Meet Mumbai’s First Women Rickshaw Drivers


Meet Mumbai's First Women Rickshaw Drivers

Chaya Mohite slowly turns the accelerator as she carefully edges the salmon-colored rickshaw forward, one of Mumbai’s first female auto drivers to the utilization of a government scheme aimed at empowering women.

The 45-year-old was one of 19 women who soon started jobs ferrying passengers through the notoriously congested streets of the financial capital in their new three-wheelers.

“This job is much better than doing household work. I can make more money and it helps us secure our futures,” Ms. Mohite told AFP as she got in some last minute practice.

The mother of three has spent the past two months learning how to drive at a training center in Mumbai’s eastern suburbs and is thrilled with her new skills and financial prospects.

“I couldn’t even ride a bicycle but today I can drive an auto rickshaw.
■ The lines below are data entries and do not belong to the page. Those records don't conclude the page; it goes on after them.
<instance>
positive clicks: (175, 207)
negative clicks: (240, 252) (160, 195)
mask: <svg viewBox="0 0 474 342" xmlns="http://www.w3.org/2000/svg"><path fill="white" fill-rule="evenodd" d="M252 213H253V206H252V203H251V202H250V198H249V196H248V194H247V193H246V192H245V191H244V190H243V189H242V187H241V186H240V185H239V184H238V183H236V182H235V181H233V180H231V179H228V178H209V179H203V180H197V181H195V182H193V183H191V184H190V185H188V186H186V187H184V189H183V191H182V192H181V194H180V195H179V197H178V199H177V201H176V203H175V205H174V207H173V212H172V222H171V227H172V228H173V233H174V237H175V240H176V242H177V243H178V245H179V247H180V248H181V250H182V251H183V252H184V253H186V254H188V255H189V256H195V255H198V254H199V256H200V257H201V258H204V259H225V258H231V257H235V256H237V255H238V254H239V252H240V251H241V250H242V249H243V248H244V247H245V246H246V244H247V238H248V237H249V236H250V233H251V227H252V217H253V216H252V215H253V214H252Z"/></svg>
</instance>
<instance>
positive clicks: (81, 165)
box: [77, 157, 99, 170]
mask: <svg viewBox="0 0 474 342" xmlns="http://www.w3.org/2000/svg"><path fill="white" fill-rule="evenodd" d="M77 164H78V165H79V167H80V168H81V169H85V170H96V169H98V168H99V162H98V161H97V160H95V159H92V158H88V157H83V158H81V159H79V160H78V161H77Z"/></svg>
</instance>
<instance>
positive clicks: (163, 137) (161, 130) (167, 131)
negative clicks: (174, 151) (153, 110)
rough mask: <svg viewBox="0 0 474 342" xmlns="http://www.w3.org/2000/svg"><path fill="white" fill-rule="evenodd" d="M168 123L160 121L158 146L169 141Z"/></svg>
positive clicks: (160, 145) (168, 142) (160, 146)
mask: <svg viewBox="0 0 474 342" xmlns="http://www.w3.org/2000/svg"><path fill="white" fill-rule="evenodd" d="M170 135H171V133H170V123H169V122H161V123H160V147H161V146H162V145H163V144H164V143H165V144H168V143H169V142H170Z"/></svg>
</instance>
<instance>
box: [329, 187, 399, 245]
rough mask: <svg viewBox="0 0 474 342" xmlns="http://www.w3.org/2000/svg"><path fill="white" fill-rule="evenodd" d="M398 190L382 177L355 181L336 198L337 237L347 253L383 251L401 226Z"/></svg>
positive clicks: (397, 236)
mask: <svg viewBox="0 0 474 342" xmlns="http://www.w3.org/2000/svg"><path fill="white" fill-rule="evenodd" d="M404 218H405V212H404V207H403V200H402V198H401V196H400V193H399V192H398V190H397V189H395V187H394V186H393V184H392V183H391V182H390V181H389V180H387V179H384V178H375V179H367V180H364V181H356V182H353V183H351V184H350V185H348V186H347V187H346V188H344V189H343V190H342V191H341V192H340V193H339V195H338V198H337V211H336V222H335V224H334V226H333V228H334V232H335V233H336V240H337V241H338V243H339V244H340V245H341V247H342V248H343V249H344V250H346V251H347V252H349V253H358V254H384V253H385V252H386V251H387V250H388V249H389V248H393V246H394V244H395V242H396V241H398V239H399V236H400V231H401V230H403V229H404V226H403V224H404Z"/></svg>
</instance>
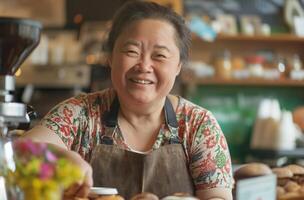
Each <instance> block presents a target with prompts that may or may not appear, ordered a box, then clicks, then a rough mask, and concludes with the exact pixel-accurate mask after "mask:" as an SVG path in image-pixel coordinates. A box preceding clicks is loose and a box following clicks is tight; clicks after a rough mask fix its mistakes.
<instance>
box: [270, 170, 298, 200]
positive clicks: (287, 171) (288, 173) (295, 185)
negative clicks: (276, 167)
mask: <svg viewBox="0 0 304 200" xmlns="http://www.w3.org/2000/svg"><path fill="white" fill-rule="evenodd" d="M272 172H273V173H274V174H276V175H277V199H278V200H300V199H301V200H303V199H304V167H302V166H300V165H288V166H285V167H280V168H273V169H272Z"/></svg>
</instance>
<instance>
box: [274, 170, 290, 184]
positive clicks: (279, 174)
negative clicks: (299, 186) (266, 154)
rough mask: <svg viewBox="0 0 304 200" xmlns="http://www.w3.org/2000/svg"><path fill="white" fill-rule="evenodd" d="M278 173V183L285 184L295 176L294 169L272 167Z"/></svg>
mask: <svg viewBox="0 0 304 200" xmlns="http://www.w3.org/2000/svg"><path fill="white" fill-rule="evenodd" d="M271 170H272V173H274V174H276V175H277V185H278V186H284V185H286V183H287V182H288V181H290V180H291V178H292V177H293V173H292V171H291V170H290V169H289V168H287V167H276V168H273V169H271Z"/></svg>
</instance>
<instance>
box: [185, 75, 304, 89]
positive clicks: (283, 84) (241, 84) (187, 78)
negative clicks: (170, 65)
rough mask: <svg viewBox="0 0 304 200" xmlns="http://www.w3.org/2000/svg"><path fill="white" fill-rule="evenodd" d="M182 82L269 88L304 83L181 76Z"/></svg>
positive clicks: (186, 75) (287, 81)
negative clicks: (204, 77)
mask: <svg viewBox="0 0 304 200" xmlns="http://www.w3.org/2000/svg"><path fill="white" fill-rule="evenodd" d="M181 79H182V82H183V83H185V84H188V85H221V86H225V85H226V86H233V85H235V86H269V87H279V86H282V87H304V81H298V80H290V79H280V80H266V79H255V78H250V79H221V78H200V77H195V76H188V75H182V76H181Z"/></svg>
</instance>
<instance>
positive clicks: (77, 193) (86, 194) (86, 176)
mask: <svg viewBox="0 0 304 200" xmlns="http://www.w3.org/2000/svg"><path fill="white" fill-rule="evenodd" d="M63 154H64V155H65V157H66V158H67V159H69V160H70V161H71V162H73V163H74V164H75V165H77V166H78V167H79V168H80V170H81V172H82V173H83V180H80V181H79V182H77V183H74V184H73V185H71V186H70V187H69V188H67V189H66V190H65V191H64V199H65V200H69V199H74V198H75V197H86V196H88V194H89V191H90V188H91V187H92V186H93V178H92V167H91V166H90V165H89V163H87V162H86V161H85V160H83V159H82V158H81V157H80V155H79V154H78V153H76V152H73V151H67V150H65V151H64V152H63Z"/></svg>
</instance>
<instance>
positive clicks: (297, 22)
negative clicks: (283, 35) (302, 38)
mask: <svg viewBox="0 0 304 200" xmlns="http://www.w3.org/2000/svg"><path fill="white" fill-rule="evenodd" d="M294 32H295V34H296V35H297V36H299V37H304V17H294Z"/></svg>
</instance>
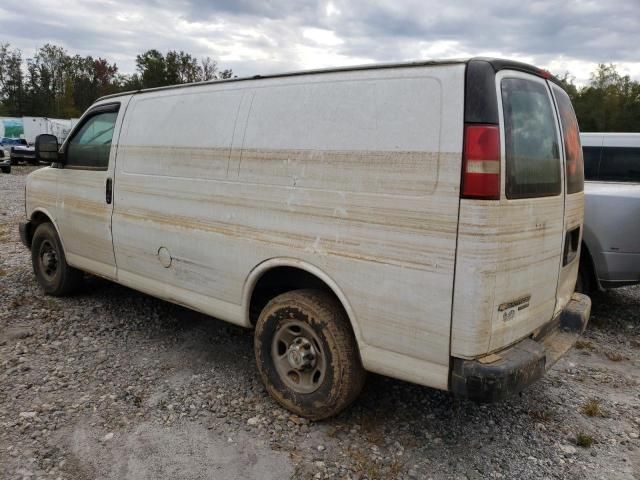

I’m independent and it makes me happy,” says Mohite, who hopes to earn 1,000 rupees a day.
She is benefitting from a scheme launched by the state government of Maharashtra that reserves five percent of rickshaw permits for women.
It announced the plan in early 2016, saying that 465 licenses would be made available for women in Mumbai and the neighboring district of Thane.
Unlike similar schemes in New Delhi and Ranchi, where some pink autos are driven by women for women as a safety initiative, the Maharashtra drivers take both male and female passengers.
‘Ready to drive anywhere’

Services started in Thane last year but Mohite and her new colleagues, who will sport white lab-coat-like uniforms, are the first to ply the streets of India’s most populated metropolis.

“I’ve taught them the A to Z of auto-rickshaw driving. They are now experts and have passed an official RTO (Regional Transport Office) test,” Sudhir Dhoipode, the women’s instructor, told AFP.

Mr. Dhoipode says he is presently teaching more than 40 women how to drive while around 500 others have expressed an interest in learning despite some community opposition in the conservative country.

“People mocked us for leaving our homes and choosing to drive rickshaws but we hope we can inspire other women to come forward and take advantage of this great initiative,” said driver Anita Kardak.